家の前の道が狭い場合、道を広げないと建て替えができない、だから都会の古くからの住宅街は建て直しができなくて駐車場が増えていっているんだよ.....間違った知識ですかね。半分あってますかね、全部あっていますかね?
このなんとなくな知識とリンクするのかわかりませんが、最近相談があった
「家を新築(建て替え)したのだが、法律に従って前の道を広げなければいけないと言われた。昔も敷地の一部を前の道のために削られたのにまた??なんとかならないの??」
という内容。
なんか昔、宅建なのか行政書士なのかFPなのか、何かの試験勉強で読んだなぁ。と思い、まずFPのあんちょこ引っ張り出してみたけど記載がなかった。FPの教本に図が載っていたような気がしたのに。
義務らしいということはわかった。でも、ただでさえ狭い敷地なのに、なんども「セットバック」なるもので供出させられたら、そのうち家建たなくなるぞ。
登記簿を確認したところ、昭和30年代に道が広がった記録はあるものの、広がった分の持ち主が誰だったのか記録がなかった。義務だということ自体は相談者も納得した。
しかし、今度はわたしがなんだかモヤモヤしてきた。
問題は、家の新築(前の家を取り壊して)を決める際、相談者は「土地が狭くなるならやらない」とゴネたそうなのだが、ハウスメーカーの営業が「なんとかなりそうです」と言ったため新築に踏み切ったにもかかわらず、建ててから「セットバックしないといけない」「拒否すれば違反となる」と言い出したそう。
それって、ある意味詐欺じゃない?
おそらく、ハウスメーカー側としても営業の不手際を認めたのだと思うが、本来施主が負担すべきセットバック費用はハウスメーカーが持つと所長(?)は言っているそう。
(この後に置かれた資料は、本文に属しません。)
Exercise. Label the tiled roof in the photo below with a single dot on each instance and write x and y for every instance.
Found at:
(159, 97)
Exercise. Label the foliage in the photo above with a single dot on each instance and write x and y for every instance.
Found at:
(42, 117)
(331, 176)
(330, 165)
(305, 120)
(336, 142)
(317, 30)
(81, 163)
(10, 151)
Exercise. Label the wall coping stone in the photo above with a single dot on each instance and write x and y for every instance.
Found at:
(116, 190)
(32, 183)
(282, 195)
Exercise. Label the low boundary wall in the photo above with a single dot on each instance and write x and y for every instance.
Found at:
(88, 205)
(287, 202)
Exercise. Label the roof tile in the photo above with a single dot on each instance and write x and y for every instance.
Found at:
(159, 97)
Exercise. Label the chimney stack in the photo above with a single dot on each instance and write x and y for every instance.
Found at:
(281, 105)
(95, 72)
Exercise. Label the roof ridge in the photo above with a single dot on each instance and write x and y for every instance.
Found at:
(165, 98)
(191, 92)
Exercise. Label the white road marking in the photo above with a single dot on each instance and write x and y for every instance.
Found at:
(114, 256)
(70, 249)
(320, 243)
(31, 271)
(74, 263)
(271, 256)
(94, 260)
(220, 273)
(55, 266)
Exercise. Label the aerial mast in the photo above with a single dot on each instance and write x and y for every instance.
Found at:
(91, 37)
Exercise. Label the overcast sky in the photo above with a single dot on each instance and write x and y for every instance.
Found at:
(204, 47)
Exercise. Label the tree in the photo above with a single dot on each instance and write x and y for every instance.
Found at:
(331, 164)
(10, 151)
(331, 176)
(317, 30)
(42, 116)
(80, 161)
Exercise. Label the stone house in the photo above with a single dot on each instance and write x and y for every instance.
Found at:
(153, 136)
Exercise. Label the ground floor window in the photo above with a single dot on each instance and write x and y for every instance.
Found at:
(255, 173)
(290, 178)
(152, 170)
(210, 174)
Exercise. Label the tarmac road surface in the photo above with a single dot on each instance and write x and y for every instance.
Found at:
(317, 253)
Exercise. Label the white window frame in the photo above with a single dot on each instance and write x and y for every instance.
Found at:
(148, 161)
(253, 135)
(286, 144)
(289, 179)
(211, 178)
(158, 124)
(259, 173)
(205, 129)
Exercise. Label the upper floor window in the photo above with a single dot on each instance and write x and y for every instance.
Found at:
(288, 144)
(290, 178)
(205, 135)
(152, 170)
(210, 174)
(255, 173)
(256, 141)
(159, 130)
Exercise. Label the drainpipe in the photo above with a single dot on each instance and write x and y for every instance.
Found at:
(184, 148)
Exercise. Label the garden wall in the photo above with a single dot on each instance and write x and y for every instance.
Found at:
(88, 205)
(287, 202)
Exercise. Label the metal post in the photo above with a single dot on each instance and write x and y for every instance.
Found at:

相談者によれば、そのときも営業は「そうなの?」という顔をしていたとのこと。
モヤるぅ~。普通に考えて詐欺でしょ?土地をどうしても削りたくなかったら新築ではなく「リフォーム」という選択肢もあったわけだし、施主も事前に伝えていたわけだし。
で、建設業の友人に聞いてみました。
・セットバックは義務。新築する以上、免れることはできない。
・セットバックした上での設計図面を提出しないと、建築許可は通常下りない。
・大手(ハウスメーカー等)の場合、あいまいな図面でも建築許可が下りるかも。
ということがわかりました。
相談者には、新築の登記した際の敷地面積がセットバック後の敷地面積と異なっている可能性があるため確認しておくように伝えました。
わたしが見た限り、分筆は行われておらず、以前の敷地にそのまま新築された登記になっていました。
本来は、セットバック分を分筆したうえで、新築登記するという手順になると思います。建設業の友人から聞いた手順によれば....。
相談者さんへのフォローもう一回しておこう。